Sequences

Consider a sequence of integers $a_1, ..., a_k$. We call the value of $a_1, ..., a_k$, which we denote by $(a_1, ..., a_k)$, the maximal integer $2^x = \underbrace{2 \times ... \times 2}_{x \text{ times}}$ such that $2^x$ divides $a_1 + ... + a_k$. For example, if $k = 3$ and $a_1 = 8, a_2 = 3, a_3 = 1$ then $a_1 + a_2 + a_3 = 12$ and the value of the sequence is $4$.

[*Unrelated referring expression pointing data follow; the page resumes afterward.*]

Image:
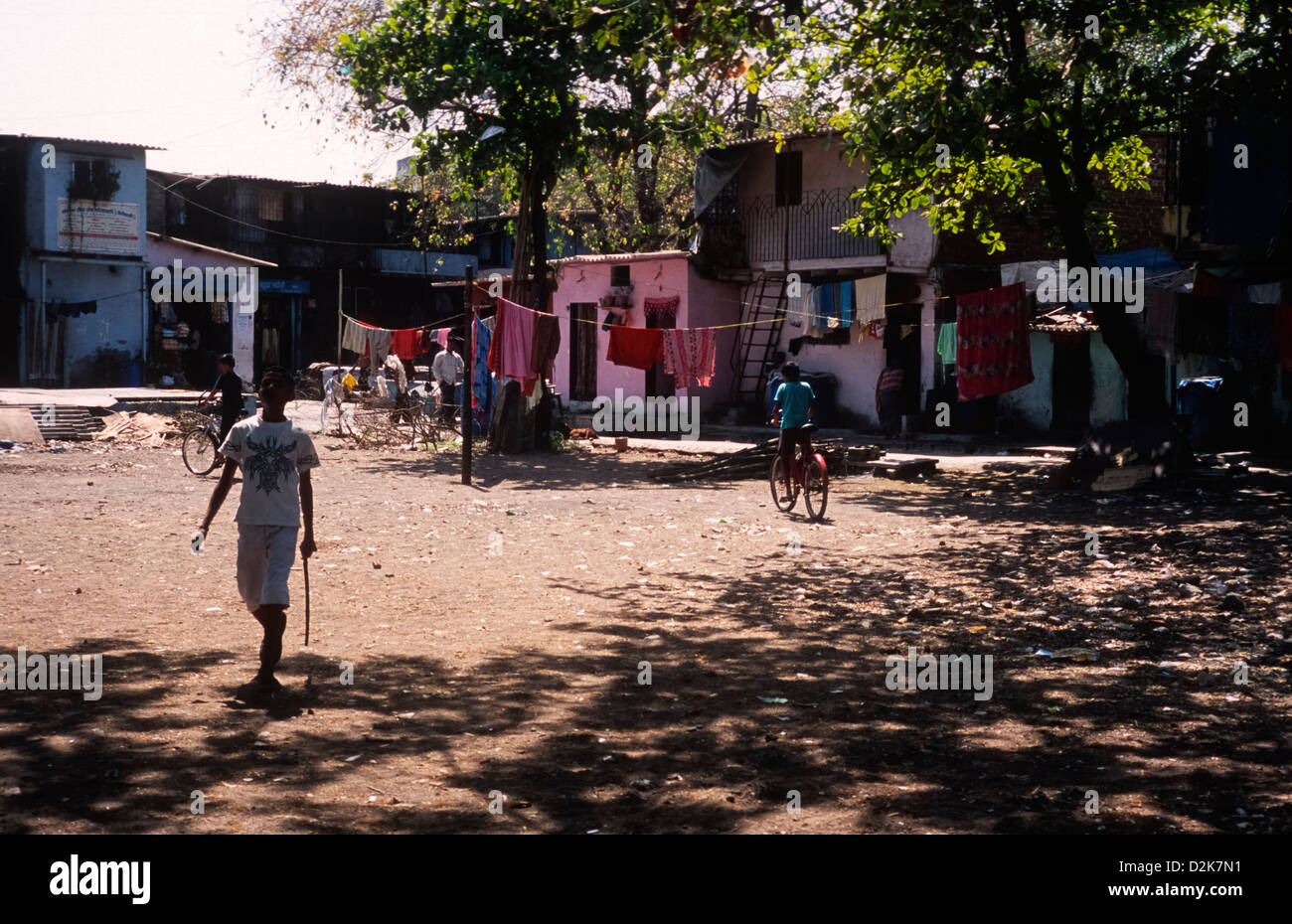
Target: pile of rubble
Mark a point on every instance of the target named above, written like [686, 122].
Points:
[142, 429]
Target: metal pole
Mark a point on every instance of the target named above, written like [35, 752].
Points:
[465, 387]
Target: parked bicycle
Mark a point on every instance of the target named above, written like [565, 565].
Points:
[201, 446]
[806, 477]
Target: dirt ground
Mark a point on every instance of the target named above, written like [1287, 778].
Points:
[496, 635]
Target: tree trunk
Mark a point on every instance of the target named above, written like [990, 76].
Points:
[522, 240]
[1146, 400]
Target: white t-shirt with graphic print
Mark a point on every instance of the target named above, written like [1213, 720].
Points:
[271, 458]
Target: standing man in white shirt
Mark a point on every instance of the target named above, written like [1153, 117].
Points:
[447, 370]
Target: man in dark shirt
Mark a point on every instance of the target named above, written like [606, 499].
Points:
[231, 394]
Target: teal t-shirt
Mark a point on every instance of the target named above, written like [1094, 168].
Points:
[795, 396]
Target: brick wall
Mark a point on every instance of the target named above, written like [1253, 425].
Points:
[1136, 212]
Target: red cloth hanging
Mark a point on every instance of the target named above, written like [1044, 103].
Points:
[511, 352]
[660, 309]
[690, 353]
[993, 351]
[1283, 335]
[636, 347]
[404, 344]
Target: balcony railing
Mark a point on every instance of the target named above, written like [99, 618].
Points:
[812, 225]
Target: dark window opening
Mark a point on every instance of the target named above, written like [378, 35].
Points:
[789, 179]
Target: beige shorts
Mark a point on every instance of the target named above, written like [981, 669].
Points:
[265, 557]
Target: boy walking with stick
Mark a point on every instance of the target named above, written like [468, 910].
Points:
[275, 458]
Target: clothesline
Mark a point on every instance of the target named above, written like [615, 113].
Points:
[435, 326]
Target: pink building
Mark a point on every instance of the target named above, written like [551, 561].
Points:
[581, 370]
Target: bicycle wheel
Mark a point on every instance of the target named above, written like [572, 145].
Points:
[815, 489]
[778, 486]
[199, 451]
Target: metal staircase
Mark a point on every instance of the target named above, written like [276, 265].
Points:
[64, 421]
[763, 314]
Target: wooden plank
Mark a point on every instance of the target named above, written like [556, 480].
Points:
[18, 425]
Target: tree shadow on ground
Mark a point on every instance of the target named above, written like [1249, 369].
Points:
[775, 684]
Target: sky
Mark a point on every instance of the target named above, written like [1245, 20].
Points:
[173, 74]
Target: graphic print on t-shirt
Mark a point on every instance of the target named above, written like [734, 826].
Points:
[270, 463]
[271, 455]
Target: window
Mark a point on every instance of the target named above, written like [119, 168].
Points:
[789, 179]
[269, 205]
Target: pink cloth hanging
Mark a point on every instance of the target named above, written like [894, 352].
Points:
[690, 353]
[512, 348]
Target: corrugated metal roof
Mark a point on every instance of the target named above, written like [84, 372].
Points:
[79, 141]
[1063, 322]
[621, 257]
[274, 180]
[243, 257]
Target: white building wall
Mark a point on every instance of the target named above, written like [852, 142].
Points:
[1030, 408]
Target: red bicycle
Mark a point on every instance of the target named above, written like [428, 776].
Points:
[810, 480]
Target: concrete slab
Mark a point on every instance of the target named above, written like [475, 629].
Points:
[93, 396]
[18, 425]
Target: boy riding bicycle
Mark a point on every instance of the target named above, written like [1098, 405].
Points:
[795, 406]
[229, 386]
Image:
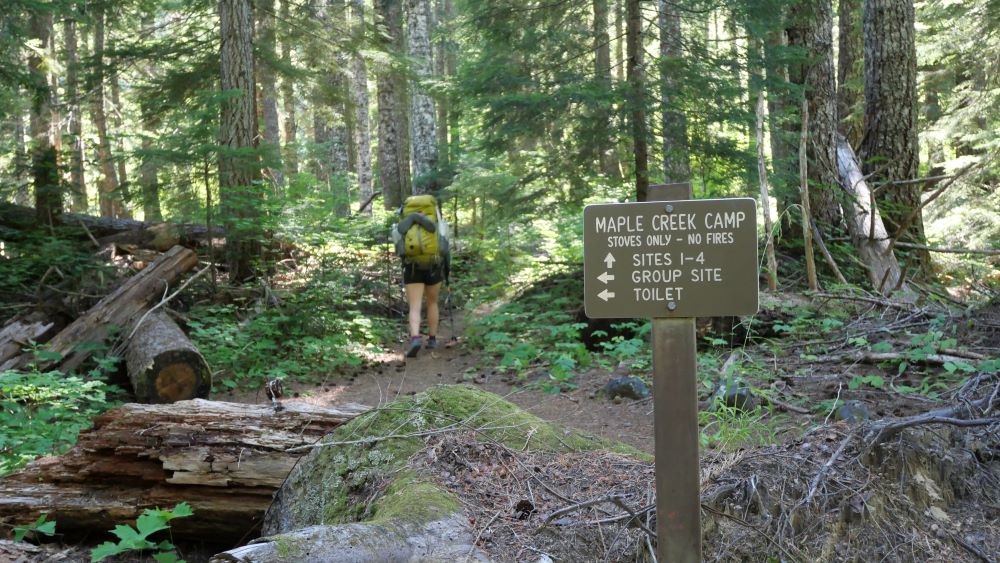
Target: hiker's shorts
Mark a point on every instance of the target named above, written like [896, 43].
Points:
[414, 274]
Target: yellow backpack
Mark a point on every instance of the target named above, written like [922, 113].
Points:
[422, 247]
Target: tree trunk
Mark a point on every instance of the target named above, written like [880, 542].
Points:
[21, 163]
[442, 20]
[291, 160]
[269, 92]
[393, 144]
[676, 163]
[890, 149]
[163, 365]
[117, 309]
[238, 132]
[78, 185]
[362, 127]
[122, 169]
[637, 95]
[44, 155]
[108, 192]
[812, 31]
[422, 117]
[850, 69]
[602, 77]
[620, 62]
[225, 459]
[776, 73]
[864, 224]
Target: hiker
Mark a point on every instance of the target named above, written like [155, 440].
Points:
[422, 242]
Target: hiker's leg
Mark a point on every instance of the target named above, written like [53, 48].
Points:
[432, 308]
[414, 295]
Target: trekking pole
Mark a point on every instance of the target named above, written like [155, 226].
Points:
[451, 314]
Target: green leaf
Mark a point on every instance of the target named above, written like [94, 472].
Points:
[182, 510]
[882, 347]
[105, 550]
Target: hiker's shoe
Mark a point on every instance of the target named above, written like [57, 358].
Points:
[414, 347]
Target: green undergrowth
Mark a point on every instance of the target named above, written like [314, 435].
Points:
[41, 413]
[326, 318]
[361, 472]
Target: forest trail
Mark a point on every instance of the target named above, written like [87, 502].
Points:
[390, 375]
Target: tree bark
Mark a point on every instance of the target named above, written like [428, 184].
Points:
[44, 154]
[637, 96]
[362, 127]
[423, 136]
[393, 145]
[890, 149]
[78, 184]
[225, 459]
[850, 71]
[239, 166]
[291, 160]
[108, 193]
[121, 167]
[269, 92]
[119, 308]
[602, 76]
[163, 365]
[864, 224]
[21, 163]
[676, 162]
[812, 31]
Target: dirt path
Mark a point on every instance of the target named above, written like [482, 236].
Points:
[390, 375]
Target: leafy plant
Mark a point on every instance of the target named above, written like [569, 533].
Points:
[42, 413]
[137, 538]
[40, 526]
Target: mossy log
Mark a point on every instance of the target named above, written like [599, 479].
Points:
[224, 459]
[118, 309]
[357, 496]
[148, 234]
[163, 365]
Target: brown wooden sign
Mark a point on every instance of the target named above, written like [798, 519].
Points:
[687, 258]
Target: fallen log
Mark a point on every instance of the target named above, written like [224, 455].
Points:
[118, 309]
[864, 224]
[163, 365]
[224, 459]
[150, 234]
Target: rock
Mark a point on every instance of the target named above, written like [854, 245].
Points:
[852, 412]
[732, 393]
[627, 387]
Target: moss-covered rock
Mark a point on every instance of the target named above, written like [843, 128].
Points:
[361, 472]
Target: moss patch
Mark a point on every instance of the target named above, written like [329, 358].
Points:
[362, 473]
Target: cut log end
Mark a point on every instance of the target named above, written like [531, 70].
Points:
[163, 365]
[177, 376]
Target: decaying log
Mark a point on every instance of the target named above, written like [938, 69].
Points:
[118, 309]
[864, 223]
[35, 326]
[224, 459]
[163, 365]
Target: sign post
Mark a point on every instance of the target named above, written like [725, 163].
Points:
[672, 259]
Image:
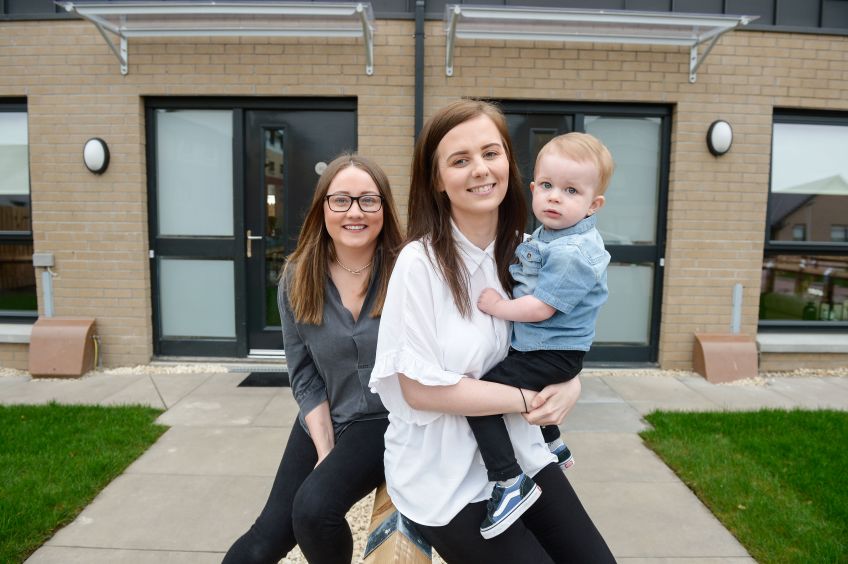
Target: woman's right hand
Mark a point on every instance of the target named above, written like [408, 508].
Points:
[552, 404]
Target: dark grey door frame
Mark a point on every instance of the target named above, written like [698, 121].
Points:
[229, 248]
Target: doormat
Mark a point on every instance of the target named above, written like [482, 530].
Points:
[266, 380]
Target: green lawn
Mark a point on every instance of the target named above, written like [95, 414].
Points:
[775, 479]
[55, 458]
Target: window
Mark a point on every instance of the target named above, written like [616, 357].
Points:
[17, 275]
[805, 269]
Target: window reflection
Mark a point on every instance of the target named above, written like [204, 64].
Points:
[809, 183]
[17, 275]
[804, 288]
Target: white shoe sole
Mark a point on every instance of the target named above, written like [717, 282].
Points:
[513, 516]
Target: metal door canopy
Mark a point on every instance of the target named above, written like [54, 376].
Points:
[194, 18]
[592, 26]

You are given a sequence of $n$ positive integers $a_1, ..., a_n$. Calculate the remainder sum of the value of all the contiguous subsequences of $a_1, ..., a_n$ when divided by $10^9 + 7$, which is equal to
$\displaystyle S(a_1, ..., a_n) = \sum_{i=1}^{n} \sum_{j=i}^{n} (a_i, ..., a_j) \ (\text{mod } 10^9 + 7)$

In other words, $S(a_1, ..., a_n)$ is the remainder of the sum of $(a_i, ..., a_j)$ for $1 ≤ i ≤ j ≤ n$ when divided by $10^9 + 7$.

Input data

The first line of the input contains the integer $n$. The second line of the inputs contains the integers $a_1, ..., a_n$, separated by white space.

Output data

The output must contain a single line, which contains the integer $S(a_1, ..., a_n)$.

Restrictions

• $1 ≤ n ≤ 200 \ 000$.
• $1 ≤ a_i ≤ 1 \ 000 \ 000$.
• $a_1 + ... + a_n ≤ 1 \ 000 \ 000$.

Subtask 1 (13 points)

• $a_i = 1, n ≤ 200$

Subtask 2 (16 points)

• $a_1 + ... + a_n ≤ 200$

Subtask 3 (5 points)

• $n ≤ 200$

Subtask 4 (20 points)

• $n ≤ 5 \ 000$

Subtask 5 (21 points)

• $a_1 + ... + a_n ≤ 200 \ 000$

Subtask 6 (25 points)

• No further restrictions

Examples

stdin

3
1 2 3

stdout

8

stdin

5
2 4 1 2 4

stdout

25

stdin

20
1 2 3 1 2 3 4 5 6 2 3 3 1 2 3 7 5 1 2 3 2

stdout

728

Explanations

First example: The values of all the contiguous subsequences are:

• $(1) = 1$
• $(1, 2) = 1$
• $(1, 2, 3) = 2$
• $(2) = 2$
• $(2, 3) = 1$
• $(3) = 1$
  Thus $S(1, 2, 3)$ is the remainder of sum of these values when divided by $10^9 + 7$ i.e. $8$.

Second example: The values of all the contiguous subsequences are:

• $(2) = 2$
• $(2, 4) = 2$
• $(2, 4, 1) = 1$
• $(2, 4, 1, 2) = 1$
• $(2, 4, 1, 2, 4) = 1$
• $(4) = 4$
• $(4, 1) = 1$
• $(4, 1, 2) = 1$
• $(4, 1, 2, 4) = 1$
• $(1) = 1$
• $(1, 2) = 1$
• $(1, 2, 4) = 1$
• $(2) = 2$
• $(2, 4) = 2$
• $(4) = 4$
  Thus $S(2, 4, 1, 2, 4)$ is the remainder of the sum of these values when divided by $10^9 + 7$ i.e. $25$.